Scheherazade vouloit continuer, mais elle vit paroître le jour. Le sultan, curieux de savoir ce que feroit le Calender seul dans le château après le départ des quarante dames, remit au jour suivant à s’en éclaircir.

LXIe NUIT.

L’officieuse Dinarzade s’étant réveillée assez long-temps avant le jour, appela la sultane, en lui disant : « Songez, ma sœur, qu’il est temps de raconter au sultan, notre seigneur, la suite de l’histoire que vous avez commencée. » Scheherazade alors s’adressant à Schahriar, lui dit : Sire, votre majesté saura que le Calender poursuivit ainsi son histoire :

» Madame, dit-il, le discours de ces belles princesses me causa une véritable douleur.
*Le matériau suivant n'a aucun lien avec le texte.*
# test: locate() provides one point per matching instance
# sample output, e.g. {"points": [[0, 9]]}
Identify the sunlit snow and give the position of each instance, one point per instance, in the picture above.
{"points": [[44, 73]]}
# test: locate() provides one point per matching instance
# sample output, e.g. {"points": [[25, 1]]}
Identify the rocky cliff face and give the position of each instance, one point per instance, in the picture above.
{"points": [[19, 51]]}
Je ne manquai pas de leur témoigner que leur absence me causeroit beaucoup de peine, et je les remerciai des bons avis qu’elles me donnoient. Je les assurai que j’en profiterois, et que je ferois des choses encore plus difficiles pour me procurer le bonheur de passer le reste de mes jours avec des dames d’un si rare mérite. Nos adieux turent des plus tendres ; je les embrassai toutes l’une après l’autre ; elles partirent ensuite, et je restai seul dans le château.

» L’agrément de la compagnie, la bonne chère, les concerts, les plaisirs m’avoient tellement occupé durant l’année, que je n’avois pas eu le temps ni la moindre envie de voir les merveilles qui pouvoient être dans ce palais enchanté. Je n’avois pas même fait attention à mille objets admirables que j’avois tous les jours devant les yeux, tant j’avois été charmé de la beauté des dames, et du plaisir de les voir uniquement occupées du soin de me plaire. Je fus sensiblement affligé de leur départ ; et quoique leur absence ne dût être que de quarante jours, il me parut que j’allois passer un siècle sans elles.

» Je me promettois bien de ne pas oublier l’avis important qu’elles m’avoient donné, de ne pas ouvrir la porte d’or ; mais comme, à cela près, il m’étoit permis de satisfaire ma curiosité, je pris la première des clefs des autres portes, qui étoient rangées par ordre.

» J’ouvris la première porte, et j’entrai dans un jardin fruitier, auquel je crois que dans l’univers il n’y en a point qui soit comparable. Je ne pense pas même que celui que notre religion nous promet après la mort, puisse le surpasser. La symétrie, la propreté, la disposition admirable des arbres, l’abondance et la diversité des fruits de mille espèces inconnues, leur fraîcheur, leur beauté, tout ravissoit ma vue. Je ne dois pas négliger, madame, de vous faire remarquer que ce jardin délicieux étoit arrosé d’une manière fort singulière : des rigoles creusées avec art et proportion, portoient de l’eau abondamment à la racine des arbres qui en avoient besoin pour pousser leurs premières feuilles et leurs fleurs ; d’autres en portoient moins à ceux dont les fruits étoient déjà noués ; d’autres encore moins à ceux où ils grossissoient ; d’autres n’en portoient que ce qu’il en falloit précisément à ceux dont le fruit avoit acquis une grosseur convenable, et n’attendoit plus que la maturité ; mais cette grosseur surpassoit de beaucoup celle des fruits ordinaires de nos jardins. Les autres rigoles enfin qui aboutissoient aux arbres dont le fruit étoit mûr, n’avoient d’humidité que ce qui étoit nécessaire pour le conserver dans le même état sans le corrompre. Je ne pouvois me lasser d’examiner et d’admirer un si beau lieu ; et je n’en serois jamais sorti, si je n’eusse pas conçu dès-lors une plus grande idée des autres choses que je n’avois point vues. J’en sortis l’esprit rempli de ces merveilles ; je fermai la porte, et j’ouvris celle qui suivoit.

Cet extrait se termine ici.